Pickle got up and walked to the window. He’d needed the view to give his mind the space to gather the right words. She’d brushed it off, too easily. But how could she know, really?
“What the hell is this about, Pickle?”
He couldn’t look at her. “What if you’re attracted to him? We look the same.”
“Pickle, love doesn’t work that way. I love you. I’ll meet your brother and that’ll be that.”
He tried to control the quiver in his voice. “I’m white-knuckling this.”
“No, not my he-man of a cop, the biggest badass on the New York City police force. I’m with you. Now. Forever.”
He felt Karen’s arms surround his waist from behind and they didn’t talk about it again.
Junie slipped her fingers into Pickle’s hand as they approached Gansevoort Street and the end of the High Line. Pickle jumped. “Your hand is freezing!”
He grabbed both her hands and blew his hot breath onto her palms.
She scrunched her nose. “Yuk! Your breath is still garlicky!”
“Those falafels were lethal. But at least we both had them. Okay. New rule: if one of us eats garlic, the other has to also. Deal?”
“Sure.” She pushed both her hands into his coat pockets, now facing him.
As much as he wanted to, Pickle wouldn’t put his arms around her. Instead, he looked down into her face. “Don’t move. I wanna stare at you for a while.”
Junie waited several seconds, then crossed her eyes. “Had enough?”
“Never.”
They left the High Line and started back uptown on Ninth Avenue. As they walked, Pickle’s phone buzzed in his back pocket. Someone had been ringing him over and over. He gave in and took a look: ten hang-up calls from Karen.
That first family gathering had been benign enough, though Pickle saw that Karen was, initially at least, unhinged by their identical looks. But he was used to that reaction and was then relieved that she seemed to recover quickly and relax. The meal went well, mostly because Karen was a great conversationalist and had a knack for making every single person in a room feel that they were the one. Even his mother took
to her and was obviously proud that she’d met Karen first at the granite yard, insisting that she was the matchmaker.
When Karen and Stan discovered that they worked in the same field, Pickle couldn’t help but notice that they’d put their heads together over coffee and dessert.
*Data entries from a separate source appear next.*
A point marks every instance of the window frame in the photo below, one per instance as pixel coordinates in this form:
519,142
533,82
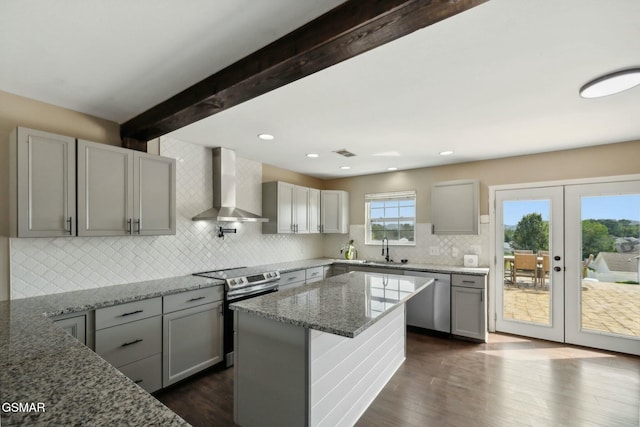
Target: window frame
392,196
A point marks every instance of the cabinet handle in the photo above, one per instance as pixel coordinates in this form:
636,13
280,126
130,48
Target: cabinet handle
133,312
132,342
The old feelings of exclusion surfaced and he feared the worst. But afterwards, when they were alone again in Karen’s apartment, Pickle was relieved that he still felt loved, and he was not aware of any shift at all from her. Except that in the coming weeks, their sex life ramped up: more frequent, more experimental. Karen became an aggressive instigator with a new desperation in her physical attraction to him. But he loved it; he was the luckiest man he knew—for a change.
A few months later, when their mother was finally dying from the gifts of the granite yard, Pickle and Stan went out to Queens for what would end up being their last time together as a family. She was drifting in and out of consciousness as they sat bedside. Realizing that she probably had less than a week left, the twins went to a diner on Queens Boulevard to discuss the logistics of their mother’s impending funeral.
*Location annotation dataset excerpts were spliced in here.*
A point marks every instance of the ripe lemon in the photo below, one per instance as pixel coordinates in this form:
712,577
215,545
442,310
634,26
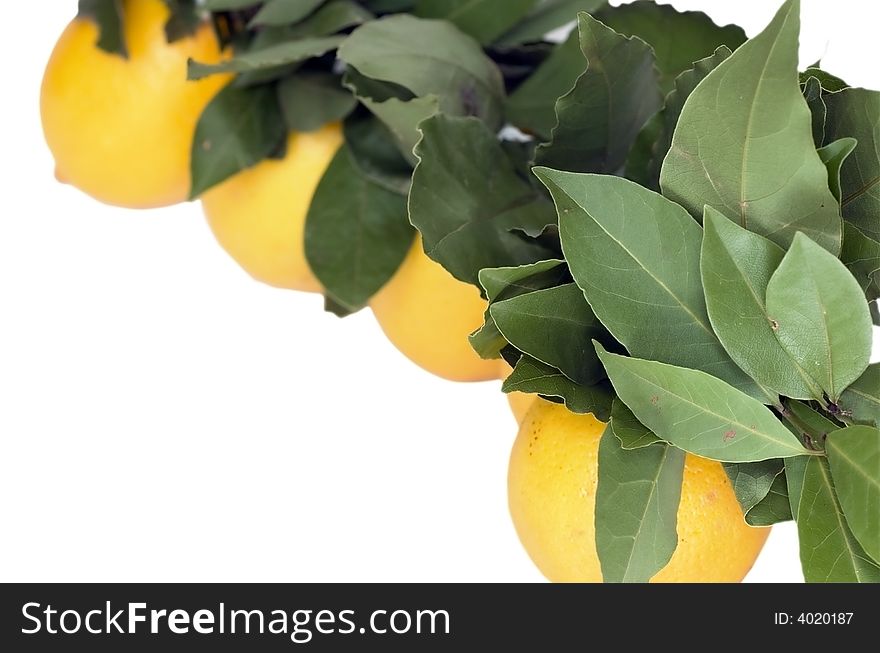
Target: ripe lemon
121,129
428,314
552,493
259,215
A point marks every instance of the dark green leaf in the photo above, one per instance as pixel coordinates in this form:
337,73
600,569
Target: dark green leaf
736,265
284,12
184,20
636,256
698,412
855,112
532,106
744,144
861,255
310,100
109,16
532,376
829,83
820,317
229,5
854,456
429,57
665,121
861,400
482,19
357,232
637,499
774,508
506,283
467,199
557,327
813,95
599,120
373,148
752,481
239,128
829,552
547,17
678,38
795,468
331,18
275,56
630,431
833,156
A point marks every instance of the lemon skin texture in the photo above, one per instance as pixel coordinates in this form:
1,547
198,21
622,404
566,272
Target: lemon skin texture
121,129
552,492
428,314
259,215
Slipping into a booth, they’d ordered burgers and fries. Before the food came, though, Stan had several straight shots of whiskey. The diner, oddly, had a liquor license—probably a grandfathered holdover from a mob occupation years ago. They’d eaten slowly, and quietly agreed on some basic plans. It was simple really, because she had nothing and the brothers were the only survivors. Simple enough.
Pickle had noticed the booze that night. “Easy does it, Stan. That’s your sixth shot. Remember, I’m the law. I shouldn’t let you drive like this.”
“It helps, that’s all.”
“You mean with Mom?”
“Yeah, there’s that. But other things, too …”
Pickle let that comment sit on the table. Stan usually came out with personal disclosures in his own time; he couldn’t be pushed. But he became suspicious when Stan began arranging dozens of napkins he’d pulled out of the holder, making a complicated pinwheel design. Stan was usually able to control his tics in public, but there he was, organizing the angles, then redoing it when he detected an unacceptable flaw. Something was off.